# Starting my Dream Job (Perfect timing) 10% off for forum members



## Heller High Water (Nov 1, 2007)

Short Story: New Charter fishing business, *Heller High Water Charters LLC*, inshore-offshore-bluewater. 10% off for forum members on any Charter. All price ranges available.

Long Story:
I have basically been a swim coach in Florida since I could hold a job. In 2004 my wife and I founded SEASTARS Aquatics Inc. A free year round swim team for challenged children. In addition to the swim team we work with wheelchair bound, cerebral palsy, autistic, emotionally handicap, and profound individuals. The swim team program is provided at no cost. This program is funded by donations, grants, and especially private swim lessons (anyone, any ability). This has been a growing non-profit and has stabilized to allow me my real dream..........Charter Fishing. 

In October 09 my wife and I decided I would take the leap and in February 2010 I formed officially formed Heller High Water Charters LLC. Since then and up until May I had begun moving full speed ahead and set the business up right. Web site, rack cards, all licensing (except federal reef and pelagic permits-once waters open back up I will purchase asap), a few new rods and reels, and the regular business stuff. After the oil spill I hesitated to progress however I invested almost everything and would take a big hit if I turned back. So I push on in hopes of making my second business just as successful as the first.

Since I have never sold a boat I purchased (my kids) I have 3 boats to offer and three different experiences. All forum members will recieve 10% discount on any Charter. I realize my timing could not be worse however SEASTARS was formed 2 months before Hurricane Ivan, and I hope HHW Charters can overcome this current oil spill. 

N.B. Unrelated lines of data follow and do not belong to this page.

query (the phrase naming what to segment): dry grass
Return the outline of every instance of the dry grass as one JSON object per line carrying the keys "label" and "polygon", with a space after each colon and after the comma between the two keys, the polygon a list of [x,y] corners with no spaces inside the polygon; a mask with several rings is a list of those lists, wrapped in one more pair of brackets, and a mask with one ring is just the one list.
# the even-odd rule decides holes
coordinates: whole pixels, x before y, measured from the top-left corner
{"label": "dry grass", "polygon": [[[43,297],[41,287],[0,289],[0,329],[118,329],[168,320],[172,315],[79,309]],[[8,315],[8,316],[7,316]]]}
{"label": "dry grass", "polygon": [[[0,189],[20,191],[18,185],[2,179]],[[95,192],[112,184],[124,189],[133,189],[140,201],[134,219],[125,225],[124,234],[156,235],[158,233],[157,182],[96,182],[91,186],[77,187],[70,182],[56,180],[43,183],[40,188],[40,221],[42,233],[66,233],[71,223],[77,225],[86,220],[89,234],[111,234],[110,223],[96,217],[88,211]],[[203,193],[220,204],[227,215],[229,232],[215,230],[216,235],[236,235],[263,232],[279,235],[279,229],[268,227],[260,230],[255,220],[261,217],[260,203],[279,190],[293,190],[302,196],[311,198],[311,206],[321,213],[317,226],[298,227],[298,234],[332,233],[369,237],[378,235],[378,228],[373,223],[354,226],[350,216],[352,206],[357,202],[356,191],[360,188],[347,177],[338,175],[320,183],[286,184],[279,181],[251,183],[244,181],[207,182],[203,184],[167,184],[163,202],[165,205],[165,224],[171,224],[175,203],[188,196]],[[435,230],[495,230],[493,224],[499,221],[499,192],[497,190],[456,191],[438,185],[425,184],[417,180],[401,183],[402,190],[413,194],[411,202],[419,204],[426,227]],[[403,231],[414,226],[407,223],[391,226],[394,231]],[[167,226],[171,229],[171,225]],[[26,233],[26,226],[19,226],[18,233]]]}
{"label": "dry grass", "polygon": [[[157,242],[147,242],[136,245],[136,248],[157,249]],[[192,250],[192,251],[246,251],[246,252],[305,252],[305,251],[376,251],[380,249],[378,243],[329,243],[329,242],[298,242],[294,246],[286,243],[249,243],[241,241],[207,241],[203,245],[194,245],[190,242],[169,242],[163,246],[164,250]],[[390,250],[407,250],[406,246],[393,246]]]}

I am currently doing a few charters running east and fishing near Navarre. I hope that as I progress the business the waters also progressively open. I offer any and all types of fishing everything from backwater reds to blue-water tuna and everything in between. I hope the forum welcomes my new business and comes fishing with me. I love to catch fish, but love taking people fishing even more. Check out the web site for more info. PFF and Big Bend fishing have been a huge help to my fishing progression so much so I named the business after my forum name. I thank everyone on here and hope you give me a chance to take you fishing. 
I have been fishing North Florida since the late 90's and Pensacola since 2003. I still have a lot to learn but also can offer a lot too. I love to jig!

Chaz Heller

HellerHighWaterCharters.COM
850-529-8655


----------



## saku39 (May 11, 2010)

Respect.

I love to see people following their dreams and taking risks, only live once!


----------



## FLbeachbum (Jul 17, 2008)

Good for you. Good luck!


----------



## Heller High Water (Nov 1, 2007)

Thanks again PFF and looking forward to posting reports of great trips.


----------



## jmh41190 (Apr 8, 2010)

Good luck and much respect. Hope your business prospers once waters open for good.


----------



## SHunter (Jun 19, 2009)

Best wishes for your new endeavor.


----------



## Franklin hunting club (Sep 25, 2009)

*Dream job*

That is one of my dream jobs to have as well. I hope it work out for you and your family.


----------